Mas o traje antigo da mulher rural do Minho não era uniforme, variando ainda consoante a região – ou sub-região se assim o entenderem! – de acordo com as necessidades climatéricas, os rituais e as mentalidades, o caráter e a habilidade das talentosas artistas que o confecionam.
Alegres e vistosos na Ribeira Lima, desde Viana do Castelo até Ponte de Lima, com mais estopa na Serra d’Arga, mudam completamente de cor a partir de São Martinho da Gandra para quem segue o percurso do rio Lima até ao Soajo.
E, que dizer do traje de lavradeira de Ponte da Barca, de Barcelos ou de capotilha na região de Braga?
Todos estes e muitos outros, com as formas mais diversas, mais não são do que variantes do traje de lavradeira minhota ou, melhor dizendo, diferentes trajes que a mulher rural outrora usava no Minho.
Naturalmente, a vivacidade das cores e a beleza artística do traje usado nas zonas rurais à volta de Viana do Castelo despertaram a curiosidade da burguesia citadina e veio mais tarde a tornar-se no cartaz turístico de uma região. Mas, perdoem-me os folcloristas, Viana do Castelo não é apenas terra de lavradeiras – aqui também existem pescadores e peixeiras e, tempos houve que também existiam marinhas de sal e cuidava-se da seca do bacalhau. E, não obstante, não vemos os costumes dos marnotos representados pelos grupos de folclore!

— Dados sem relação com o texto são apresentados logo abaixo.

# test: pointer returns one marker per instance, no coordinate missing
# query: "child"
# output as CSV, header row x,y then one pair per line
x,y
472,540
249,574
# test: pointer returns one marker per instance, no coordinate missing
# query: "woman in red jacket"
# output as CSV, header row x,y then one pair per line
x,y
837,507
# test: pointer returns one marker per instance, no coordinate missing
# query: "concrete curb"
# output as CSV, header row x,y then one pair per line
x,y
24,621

Sucede que a primeira função do vestuário é agasalhar a pessoa que o utiliza. Não obstante e sem descurar essa finalidade, o Homem procura dotá-lo de beleza e através dele transmitir as suas ideias e sensações. Com efeito, a arte apenas serve para nos alegrar a vida!

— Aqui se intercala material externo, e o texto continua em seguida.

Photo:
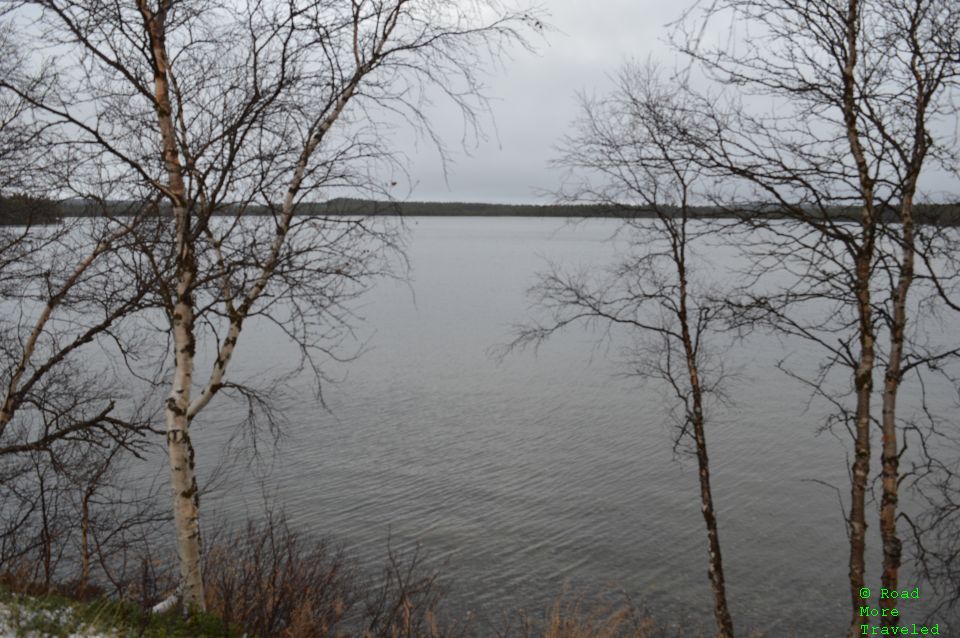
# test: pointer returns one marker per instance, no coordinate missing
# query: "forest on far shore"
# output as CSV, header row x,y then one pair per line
x,y
18,210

As transformações impostas pelo tempo, nomeadamente o aparecimento de novas modas burguesas e ainda a sua utilização por parte de regimes autoritários como o Estado Novo, fizeram do folclore uma das vertentes da promoção turística levaram à adulteração do traje, à semelhança do que se verificou com o artesanato, as danças e de uma maneira geral tudo quanto se relaciona com a nossa cultura tradicional. Apareceram as saias curtas e as unhas postiças, os botões de plástico em série sobre coletes recortados e chapéus á toureiro, a maquilhagem e os acessórios da moda atual. É o “folclore” do tipo bilhete-postal para vender ao turista. De resto, passou a constituir uma das atrações das chamadas “casas de fado”, depois do antigo regime retirar das vielas mal frequentadas este género musical e atribuir aos faias carteira profissional…

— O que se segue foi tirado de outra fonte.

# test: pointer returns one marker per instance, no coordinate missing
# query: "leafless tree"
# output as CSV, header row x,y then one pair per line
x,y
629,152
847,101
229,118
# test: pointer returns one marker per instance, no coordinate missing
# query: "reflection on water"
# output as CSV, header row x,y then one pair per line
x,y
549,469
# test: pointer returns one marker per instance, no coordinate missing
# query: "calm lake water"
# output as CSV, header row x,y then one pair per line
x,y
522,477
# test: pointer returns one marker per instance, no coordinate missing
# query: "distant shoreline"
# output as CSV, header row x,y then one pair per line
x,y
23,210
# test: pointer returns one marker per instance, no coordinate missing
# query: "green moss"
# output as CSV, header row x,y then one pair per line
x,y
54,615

A partir da década de quarenta do século passado, sob a orientação dos folcloristas afetos ao regime e o patrocínio das Casas do Povo, da Mocidade Portuguesa, da Fundação Nacional para a Alegria no Trabalho (FNAT) e do Secretariado Nacional da informação (SNI), foram constituídos muitos grupos folclóricos que passaram a servir de modelo para os que entretanto foram aparecendo até ao presente. Sem qualquer preocupação de natureza cultural nem rigor técnico, copia-se o figurino, quando não se procede à compra do “fardamento” por atacado numa qualquer loja da especialidade… é o folclore que temos!
Fazem-nos atualmente crer certos folcloristas que apenas o chamado traje à vianesa deve ser considerado como traje de lavradeira, na suposição de que não existiam outrora no Minho mais lavradeiras nem as mulheres faziam outra coisa senão vestir o traje domingueiro, não iam ao tear nem bordavam… eram apenas lavradeiras de ir á festa!